I'm repeating this post below, which comes originally from back in 2002, because it's still relevant, and the subject has been discussed again recently by people around me.

One of my reasons for reading science fiction/speculative fiction (as opposed to sword & sorcery style fantasy or space-located varieties of westerns, &c) is that it can deal with all sorts of ideas & speculations about humanity, society, reality, &c. This edited extract deals with a subject that's been discussed very many times.
From "Inheritor" by CJ Cherryh (p 365 of my paperback edition): Third in a series set on an alien world where stranded humans are co-existing uneasily with another race who are said not to have emotions in the same way as humans. CJC tends towards the 'higher' end of 'space opera' — lots of action & excitement, but reasonable characters and touching on bigger themes — tho' she also does other sub-genres. The protagonist is a translator.
"Not love, he thought to himself. And then thought, ... maybe they'd had such rotten luck with the love and man'chi aspect of relations because that word in [English] blurred so many things together it just wasn't safe to deal with.
    They were lovers. But Ragi said they were sexual partners.
    They were lovers. But Ragi said they were associated.
    They'd made love. But Ragi said there they were within the same lord's man'chi.

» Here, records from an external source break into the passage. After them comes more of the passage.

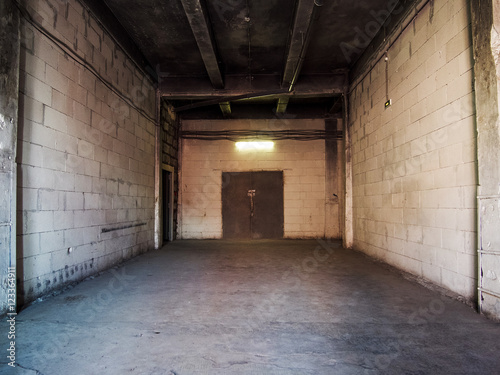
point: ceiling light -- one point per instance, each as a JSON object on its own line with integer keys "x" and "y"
{"x": 255, "y": 146}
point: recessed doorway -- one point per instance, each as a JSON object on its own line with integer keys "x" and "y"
{"x": 252, "y": 205}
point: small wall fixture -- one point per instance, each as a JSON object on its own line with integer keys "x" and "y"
{"x": 255, "y": 146}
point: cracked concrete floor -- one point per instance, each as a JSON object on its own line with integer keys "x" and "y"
{"x": 264, "y": 307}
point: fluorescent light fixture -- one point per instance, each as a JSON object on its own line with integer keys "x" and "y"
{"x": 255, "y": 146}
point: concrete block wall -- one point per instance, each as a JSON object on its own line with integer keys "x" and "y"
{"x": 202, "y": 164}
{"x": 414, "y": 164}
{"x": 85, "y": 151}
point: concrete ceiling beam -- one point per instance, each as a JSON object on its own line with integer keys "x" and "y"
{"x": 197, "y": 15}
{"x": 299, "y": 41}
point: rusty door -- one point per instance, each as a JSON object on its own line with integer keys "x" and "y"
{"x": 252, "y": 205}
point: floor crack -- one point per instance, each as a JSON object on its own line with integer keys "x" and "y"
{"x": 30, "y": 369}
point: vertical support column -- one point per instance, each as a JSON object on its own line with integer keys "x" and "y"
{"x": 486, "y": 45}
{"x": 9, "y": 95}
{"x": 158, "y": 161}
{"x": 348, "y": 237}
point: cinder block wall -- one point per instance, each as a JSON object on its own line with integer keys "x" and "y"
{"x": 302, "y": 163}
{"x": 414, "y": 164}
{"x": 85, "y": 151}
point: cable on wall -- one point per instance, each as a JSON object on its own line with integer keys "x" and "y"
{"x": 68, "y": 50}
{"x": 401, "y": 24}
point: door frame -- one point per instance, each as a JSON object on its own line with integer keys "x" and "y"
{"x": 251, "y": 172}
{"x": 167, "y": 168}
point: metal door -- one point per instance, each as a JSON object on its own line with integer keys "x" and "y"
{"x": 252, "y": 205}
{"x": 166, "y": 183}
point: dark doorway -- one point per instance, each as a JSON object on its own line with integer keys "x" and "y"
{"x": 166, "y": 180}
{"x": 252, "y": 205}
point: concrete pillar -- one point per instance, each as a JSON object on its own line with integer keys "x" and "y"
{"x": 486, "y": 45}
{"x": 157, "y": 234}
{"x": 9, "y": 91}
{"x": 348, "y": 234}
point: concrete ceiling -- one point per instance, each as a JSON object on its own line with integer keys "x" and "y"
{"x": 208, "y": 52}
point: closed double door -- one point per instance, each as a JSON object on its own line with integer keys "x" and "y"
{"x": 252, "y": 205}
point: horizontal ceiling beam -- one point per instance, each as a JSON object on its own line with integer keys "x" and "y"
{"x": 199, "y": 88}
{"x": 282, "y": 104}
{"x": 197, "y": 16}
{"x": 299, "y": 41}
{"x": 225, "y": 107}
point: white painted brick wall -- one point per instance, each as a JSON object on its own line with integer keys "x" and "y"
{"x": 202, "y": 164}
{"x": 78, "y": 171}
{"x": 414, "y": 164}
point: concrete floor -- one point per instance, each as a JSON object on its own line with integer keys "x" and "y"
{"x": 265, "y": 307}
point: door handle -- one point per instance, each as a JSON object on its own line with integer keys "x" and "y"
{"x": 251, "y": 194}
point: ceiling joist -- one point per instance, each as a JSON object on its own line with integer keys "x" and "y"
{"x": 225, "y": 107}
{"x": 197, "y": 15}
{"x": 300, "y": 37}
{"x": 198, "y": 88}
{"x": 282, "y": 104}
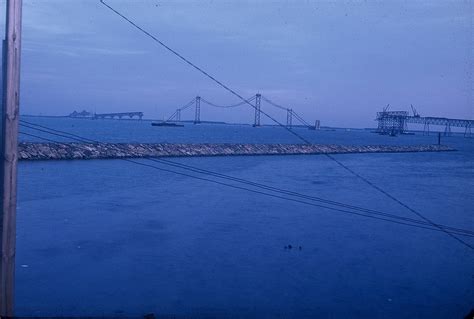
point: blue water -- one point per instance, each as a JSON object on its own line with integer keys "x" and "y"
{"x": 107, "y": 237}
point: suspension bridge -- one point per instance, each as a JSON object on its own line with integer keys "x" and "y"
{"x": 256, "y": 100}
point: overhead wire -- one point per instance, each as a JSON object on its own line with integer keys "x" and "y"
{"x": 363, "y": 211}
{"x": 227, "y": 88}
{"x": 263, "y": 112}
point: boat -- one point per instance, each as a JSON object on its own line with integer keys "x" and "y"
{"x": 169, "y": 124}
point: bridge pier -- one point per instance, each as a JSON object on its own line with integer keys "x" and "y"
{"x": 257, "y": 110}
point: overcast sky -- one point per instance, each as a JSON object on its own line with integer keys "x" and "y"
{"x": 339, "y": 62}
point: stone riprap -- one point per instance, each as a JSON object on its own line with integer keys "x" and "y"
{"x": 74, "y": 151}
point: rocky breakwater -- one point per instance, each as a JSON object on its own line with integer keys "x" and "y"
{"x": 74, "y": 151}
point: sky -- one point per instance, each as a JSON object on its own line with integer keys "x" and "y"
{"x": 336, "y": 61}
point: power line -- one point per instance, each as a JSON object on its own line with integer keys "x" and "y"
{"x": 266, "y": 114}
{"x": 228, "y": 106}
{"x": 201, "y": 70}
{"x": 398, "y": 201}
{"x": 285, "y": 192}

    They'd made love. But Ragi said there were one-candle nights and two-candle nights and there were relationships that didn't count the candles at all.
    They'd made love. But a Ragi proverb said one candle didn't promise breakfast. ...

He was quite out of his depth trying to reckon that. But with Jago he certainly wouldn't count the candles. Whatever they could arrange, as long as it could last from both sides, that was what he'd take."